Atlas de la biodiversité communale : peut mieux faire !

La France possède un trésor à protéger, son patrimoine naturel. Et il y a urgence. En effet, seulement un quart des espèces du territoire sont aujourd’hui dans un état satisfaisant de conservation. Préserver et restaurer la diversité biologique nationale devient un des objectifs majeurs pour notre santé.

La biodiversité est à la base de tous nos besoins et de notre santé. C’est la nature qui nous permet de vivre à travers la photosynthèse, la pollinisation, la filtration et la purification de l’eau, l’absorption des chocs climatiques ou encore la simple beauté des paysages. Pour stopper et inverser l’érosion du vivant, le Gouvernement a élaboré sa Stratégie nationale de biodiversité (SNB) à l’horizon 2030 dont les mesures s’inspirent des préconisations de la Plateforme intergouvernementale scientifique et politique sur la biodiversité et les services écosystémiques (Ipbes).

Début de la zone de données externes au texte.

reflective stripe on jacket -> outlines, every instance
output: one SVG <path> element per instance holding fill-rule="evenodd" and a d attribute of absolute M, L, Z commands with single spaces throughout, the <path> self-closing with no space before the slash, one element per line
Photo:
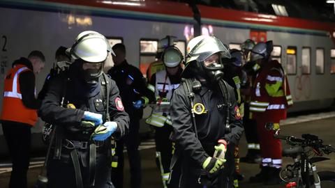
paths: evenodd
<path fill-rule="evenodd" d="M 151 114 L 145 122 L 158 127 L 164 126 L 165 123 L 171 125 L 171 119 L 168 116 L 170 114 L 170 101 L 173 91 L 178 88 L 179 84 L 172 84 L 165 70 L 156 73 L 155 84 L 155 96 L 158 100 L 157 106 L 154 107 Z M 165 95 L 164 102 L 162 102 L 163 99 L 160 95 Z"/>
<path fill-rule="evenodd" d="M 281 64 L 276 61 L 267 63 L 255 79 L 251 111 L 285 110 L 293 104 Z"/>
<path fill-rule="evenodd" d="M 25 65 L 18 65 L 12 68 L 7 74 L 3 88 L 1 119 L 34 126 L 37 121 L 36 110 L 29 109 L 24 106 L 20 90 L 20 75 L 26 71 L 31 70 Z"/>

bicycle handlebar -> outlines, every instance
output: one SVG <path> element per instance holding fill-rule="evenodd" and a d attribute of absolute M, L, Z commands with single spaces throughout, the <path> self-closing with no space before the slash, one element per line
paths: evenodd
<path fill-rule="evenodd" d="M 296 143 L 305 143 L 304 139 L 297 139 L 293 136 L 282 136 L 282 135 L 275 134 L 274 135 L 274 136 L 275 139 L 285 140 L 290 142 L 296 142 Z"/>
<path fill-rule="evenodd" d="M 335 152 L 335 148 L 330 145 L 325 146 L 325 149 L 328 151 Z"/>

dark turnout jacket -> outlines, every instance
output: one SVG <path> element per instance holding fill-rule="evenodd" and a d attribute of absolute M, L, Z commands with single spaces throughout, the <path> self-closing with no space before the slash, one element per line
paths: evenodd
<path fill-rule="evenodd" d="M 95 85 L 89 85 L 79 75 L 78 63 L 73 63 L 68 72 L 63 72 L 50 80 L 49 89 L 46 92 L 38 115 L 49 123 L 65 127 L 81 126 L 81 122 L 85 111 L 103 114 L 103 120 L 105 120 L 105 97 L 101 87 L 103 75 Z M 110 89 L 109 91 L 109 113 L 110 120 L 117 123 L 117 131 L 113 136 L 119 139 L 128 132 L 129 117 L 124 111 L 120 103 L 121 97 L 115 81 L 108 78 Z M 61 107 L 60 104 L 64 95 L 65 104 L 74 104 L 76 109 Z M 105 104 L 104 104 L 105 102 Z M 66 132 L 66 128 L 65 129 Z M 69 129 L 70 130 L 70 129 Z M 71 139 L 77 139 L 75 135 L 68 136 Z"/>
<path fill-rule="evenodd" d="M 230 132 L 225 129 L 227 106 L 225 105 L 225 100 L 218 86 L 202 86 L 200 91 L 195 92 L 194 105 L 200 103 L 205 109 L 204 113 L 195 114 L 198 135 L 195 134 L 192 123 L 191 103 L 184 84 L 181 84 L 174 91 L 170 115 L 177 147 L 171 163 L 171 177 L 174 178 L 172 181 L 187 178 L 185 178 L 187 177 L 187 173 L 194 173 L 195 169 L 201 169 L 206 159 L 213 157 L 214 146 L 218 144 L 218 140 L 221 139 L 228 143 L 225 168 L 229 169 L 228 166 L 234 168 L 234 147 L 238 144 L 244 129 L 234 89 L 229 85 L 227 86 L 229 93 Z M 230 164 L 228 165 L 227 163 Z M 177 173 L 177 175 L 173 173 Z M 180 182 L 177 184 L 180 185 Z"/>

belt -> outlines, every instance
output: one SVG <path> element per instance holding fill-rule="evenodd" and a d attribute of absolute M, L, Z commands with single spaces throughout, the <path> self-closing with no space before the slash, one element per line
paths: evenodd
<path fill-rule="evenodd" d="M 105 141 L 93 141 L 93 142 L 88 142 L 88 141 L 72 141 L 64 139 L 63 141 L 63 146 L 67 149 L 73 150 L 73 149 L 87 149 L 89 148 L 89 145 L 91 143 L 95 143 L 96 148 L 100 148 L 103 146 Z"/>

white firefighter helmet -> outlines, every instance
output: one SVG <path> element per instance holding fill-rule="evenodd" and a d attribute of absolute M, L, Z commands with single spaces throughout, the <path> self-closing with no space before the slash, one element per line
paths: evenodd
<path fill-rule="evenodd" d="M 106 38 L 96 31 L 83 31 L 75 41 L 73 45 L 66 50 L 73 59 L 98 63 L 107 58 L 109 52 L 114 55 Z"/>
<path fill-rule="evenodd" d="M 187 45 L 186 65 L 196 60 L 201 62 L 216 53 L 221 58 L 230 58 L 229 49 L 214 36 L 200 36 L 190 40 Z"/>
<path fill-rule="evenodd" d="M 158 40 L 157 53 L 161 53 L 165 48 L 173 46 L 176 39 L 177 38 L 174 36 L 166 36 L 165 38 Z"/>
<path fill-rule="evenodd" d="M 267 57 L 267 44 L 265 42 L 259 42 L 251 49 L 251 61 L 256 61 Z"/>
<path fill-rule="evenodd" d="M 241 67 L 242 65 L 242 52 L 238 49 L 232 49 L 230 50 L 230 55 L 234 61 L 232 64 L 237 67 Z"/>
<path fill-rule="evenodd" d="M 248 52 L 253 49 L 255 46 L 255 42 L 251 39 L 247 39 L 242 44 L 241 44 L 241 50 L 242 52 Z"/>
<path fill-rule="evenodd" d="M 174 68 L 179 65 L 183 61 L 183 54 L 175 47 L 169 47 L 165 49 L 163 54 L 163 63 L 168 68 Z"/>

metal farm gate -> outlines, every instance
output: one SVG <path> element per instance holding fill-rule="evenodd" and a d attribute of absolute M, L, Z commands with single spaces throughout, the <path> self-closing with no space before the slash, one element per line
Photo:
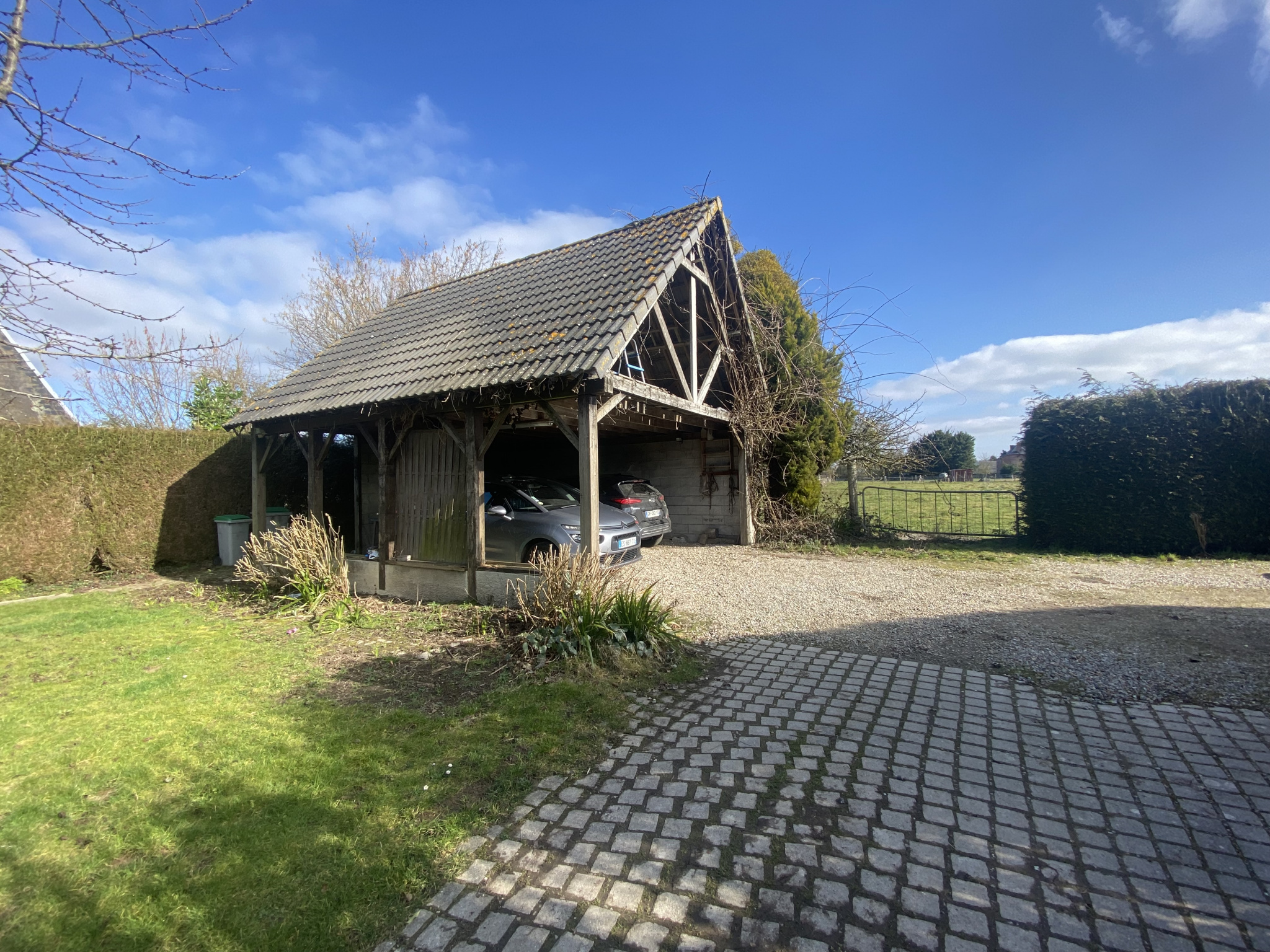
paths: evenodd
<path fill-rule="evenodd" d="M 931 536 L 1017 536 L 1019 494 L 865 486 L 860 512 L 881 529 Z"/>
<path fill-rule="evenodd" d="M 414 430 L 396 459 L 398 559 L 467 559 L 466 461 L 441 430 Z"/>

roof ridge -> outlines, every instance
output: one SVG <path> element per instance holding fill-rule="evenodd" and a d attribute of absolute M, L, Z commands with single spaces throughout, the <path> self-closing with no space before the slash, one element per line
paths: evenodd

Pour mobiliser tous les acteurs, l’axe 3 de la SNB présente la mesure 30 qui invite à renforcer les outils pour accompagner les collectivités territoriales et particulièrement l’action 2 qui recommande de mieux connaitre la biodiversité à travers les Atlas de la biodiversité communale (ABC). Cette démarche est également préconisée dans le Plan de Nature en Ville qui répond au défi d’habitabilité des villes pour les humains comme les non humains.

Un Atlas de la biodiversité communale (ABC) est une démarche, non obligatoire, qui permet à une commune, ou une structure intercommunale, de mieux connaître la biodiversité sur son territoire en recueillant des données d’observation d’espèces et d’habitats, en cartographiant les enjeux de biodiversité (trames vertes) et en définissant un plan d’actions pour intégrer la protection et la préservation de la biodiversité dans les documents d’urbanisme. L’ABC est un outil volontaire de diagnostic territorial qui, pendant 36 à 48 mois, associe élus, citoyens, associations et entreprises pour élaborer un recueil d’actions destinées à l’adaptation des villes et des espèces aux impacts du changement climatique. L’Office Français de Biodiversité et le Fonds vert soutiennent financièrement les projets.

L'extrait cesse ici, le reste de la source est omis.